Frequently Asked Questions About Family Law

A divorce or any type of family law dispute is often stressful. You are faced with a rush of questions about how this dispute will affect your finances, your relationships with your children and how you will make a new life for yourself.

Our law firm, The Law Offices of John G. McGill, Jr., strives to put your mind at ease while giving you the tools and information you need to resolve your disputes. If you come in to our office in Temecula, California, for a free consultation, we can answer questions like:

1. Is A Divorce Really The Best Plan For Me?

For most people, when a marriage breaks down, a divorce is the best way to proceed. Remember that a divorce many times will not require a bitter trial before a judge. Many couples and their lawyers can negotiate settlements that protect everyone's interests.

For some couples, however, they may find that seeking a legal separation or annulment is the better plan. What is right for you? We can walk you through the pros and cons of each and help you find the best way forward.

2. My Spouse Said I'll Never Be Able To See My Children Again. Is That True?

In California, both the legislature and the courts have moved toward child custody determinations recognizing that most children benefit from maintaining strong relationships with both parents.

When determining child custody, the judge will rule in what is in the best interests of the child. If you and your ex-spouse cannot work out an agreement, a lawyer can help you gather evidence and present a strong case that asserts your parental rights.

3. Does A Prenuptial Agreement Make The Process Easier?

In many cases, a prenuptial agreement can help clients with a great deal of assets quickly divide those assets according to the terms of a negotiated prenup. For some couples, however, a prenuptial agreement could start the marriage off on the wrong foot, if one or both spouses are convinced the agreement means the marriage is doomed. An attorney can help you decide what will work best for your unique needs.

4. I'm Afraid I Won't Be Able To Afford Child Support. What Do I Do?

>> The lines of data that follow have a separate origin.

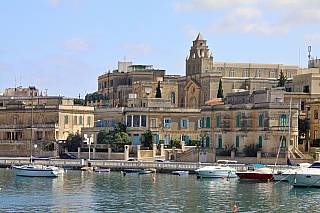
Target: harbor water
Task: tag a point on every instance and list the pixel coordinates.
(82, 191)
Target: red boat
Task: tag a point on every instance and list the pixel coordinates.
(263, 173)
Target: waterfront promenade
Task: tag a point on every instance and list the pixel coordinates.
(118, 165)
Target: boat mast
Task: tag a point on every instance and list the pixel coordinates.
(289, 127)
(31, 141)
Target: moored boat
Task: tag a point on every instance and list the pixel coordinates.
(256, 172)
(143, 171)
(131, 170)
(102, 170)
(180, 172)
(217, 171)
(37, 171)
(307, 177)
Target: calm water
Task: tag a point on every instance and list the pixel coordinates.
(79, 191)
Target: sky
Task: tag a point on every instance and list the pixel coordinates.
(65, 45)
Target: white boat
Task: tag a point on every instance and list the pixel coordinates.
(217, 171)
(143, 171)
(180, 172)
(307, 177)
(33, 170)
(37, 171)
(279, 175)
(102, 170)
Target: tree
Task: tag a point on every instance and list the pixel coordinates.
(303, 127)
(158, 93)
(73, 142)
(251, 150)
(282, 80)
(102, 136)
(148, 139)
(220, 91)
(118, 136)
(176, 142)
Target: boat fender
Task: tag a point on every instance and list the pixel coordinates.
(234, 208)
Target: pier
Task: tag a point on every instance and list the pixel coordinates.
(118, 165)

Do not simply stop making child support payments if you cannot afford them. Doing so could mean wage garnishment or being held in contempt of court. Instead, talk to an attorney about options for modifying the terms of a divorce decree.

5. Do I Need An Attorney?

An attorney can help you think through all of the factors you have not, such as the future effects on your finances and your parental rights. Too many people have made mistakes that set themselves up for future harm by not consulting with an attorney.

For some couples who agree on the issues and just need to fill out some forms, there are options, such as the Virtual Paralegal, that can be used to guide them through the process.